= Scheduled Areas =

Geographical designation in India

Scheduled Areas in India are those with a preponderance of tribal population, which are subject to a special governance mechanism wherein the central government plays a direct role in safeguarding cultural and economic interests of scheduled tribes in the area. These governance mechanisms are laid out in the Fifth and Sixth Schedules to the Constitution of India.

== Fifth Schedule area ==
The Fifth Schedule protects tribal interests in all the states except Assam, Meghalaya, Tripura and Mizoram (which are covered by the Sixth Schedule). However, all the scheduled areas where the Fifth Schedule applies are notified by the President of India. As of 2025, the President has notified scheduled areas in 10 states: Andhra Pradesh, Chhattisgarh, Gujarat, Himachal Pradesh, Jharkhand, Madhya Pradesh, Maharashtra, Odisha, Rajasthan, and Telangana. According to Adivasi organisations, these notified areas cover only about 41 percent of India's Scheduled Tribes, and the remaining 59 percent of tribals are left out.

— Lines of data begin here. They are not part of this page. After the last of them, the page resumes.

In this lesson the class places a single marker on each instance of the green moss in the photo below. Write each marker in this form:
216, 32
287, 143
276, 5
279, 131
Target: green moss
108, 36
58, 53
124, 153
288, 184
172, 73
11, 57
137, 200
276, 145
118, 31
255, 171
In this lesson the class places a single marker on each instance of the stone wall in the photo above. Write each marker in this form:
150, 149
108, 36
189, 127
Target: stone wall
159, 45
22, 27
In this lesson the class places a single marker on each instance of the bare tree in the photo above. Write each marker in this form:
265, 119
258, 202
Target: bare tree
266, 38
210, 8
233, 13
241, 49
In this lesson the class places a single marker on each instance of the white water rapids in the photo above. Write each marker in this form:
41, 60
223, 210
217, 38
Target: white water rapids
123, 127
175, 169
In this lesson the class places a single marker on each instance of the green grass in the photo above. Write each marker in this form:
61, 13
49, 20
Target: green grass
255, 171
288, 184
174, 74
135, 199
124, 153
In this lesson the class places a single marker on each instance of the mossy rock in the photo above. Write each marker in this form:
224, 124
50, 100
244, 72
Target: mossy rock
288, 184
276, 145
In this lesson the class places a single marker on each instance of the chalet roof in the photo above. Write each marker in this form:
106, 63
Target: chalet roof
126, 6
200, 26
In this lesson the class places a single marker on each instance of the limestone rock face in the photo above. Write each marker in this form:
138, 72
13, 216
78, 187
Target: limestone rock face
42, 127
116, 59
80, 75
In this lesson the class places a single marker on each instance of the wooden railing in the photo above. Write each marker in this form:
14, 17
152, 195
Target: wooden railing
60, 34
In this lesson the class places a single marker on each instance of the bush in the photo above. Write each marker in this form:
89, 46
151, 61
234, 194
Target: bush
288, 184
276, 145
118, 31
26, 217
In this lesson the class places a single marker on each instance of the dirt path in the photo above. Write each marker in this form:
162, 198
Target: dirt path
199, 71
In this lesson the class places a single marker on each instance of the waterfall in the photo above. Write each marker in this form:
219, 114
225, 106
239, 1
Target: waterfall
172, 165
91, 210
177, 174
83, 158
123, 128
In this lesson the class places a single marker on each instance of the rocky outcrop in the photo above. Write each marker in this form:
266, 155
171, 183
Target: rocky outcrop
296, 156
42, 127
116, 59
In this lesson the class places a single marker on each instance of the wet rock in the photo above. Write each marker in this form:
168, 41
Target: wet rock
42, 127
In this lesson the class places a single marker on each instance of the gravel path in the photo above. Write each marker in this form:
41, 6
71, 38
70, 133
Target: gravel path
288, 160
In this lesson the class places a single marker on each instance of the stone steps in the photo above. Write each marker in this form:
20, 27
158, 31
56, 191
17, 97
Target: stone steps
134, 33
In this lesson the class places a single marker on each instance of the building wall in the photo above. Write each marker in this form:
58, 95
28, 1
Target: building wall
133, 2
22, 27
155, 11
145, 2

In the Fifth Schedule areas, the governor of the state has special responsibilities with respect to tribal populations in the areas including issuing directives to the state government and limiting the effect of acts of the central or state legislature on the areas. There are also special laws applicable to the Scheduled Areas, such as the Right to Fair Compensation and Transparency in Land Acquisition, Rehabilitation and Resettlement Act 2013 and the Biological Diversity Act 2002.

== Sixth Schedule area ==
The Sixth Schedule protects tribal interests in Assam, Meghalaya, Tripura and Mizoram.
The Sixth Schedule areas are called Tribal Areas rather than Scheduled Areas.
The emphasis in these areas is on self-rule; tribal communities are granted considerable autonomy, including powers to make laws and receive central government funds for social and infrastructure development. To enable local control, the role of the Governor and the State are subject to significant limitations in the areas.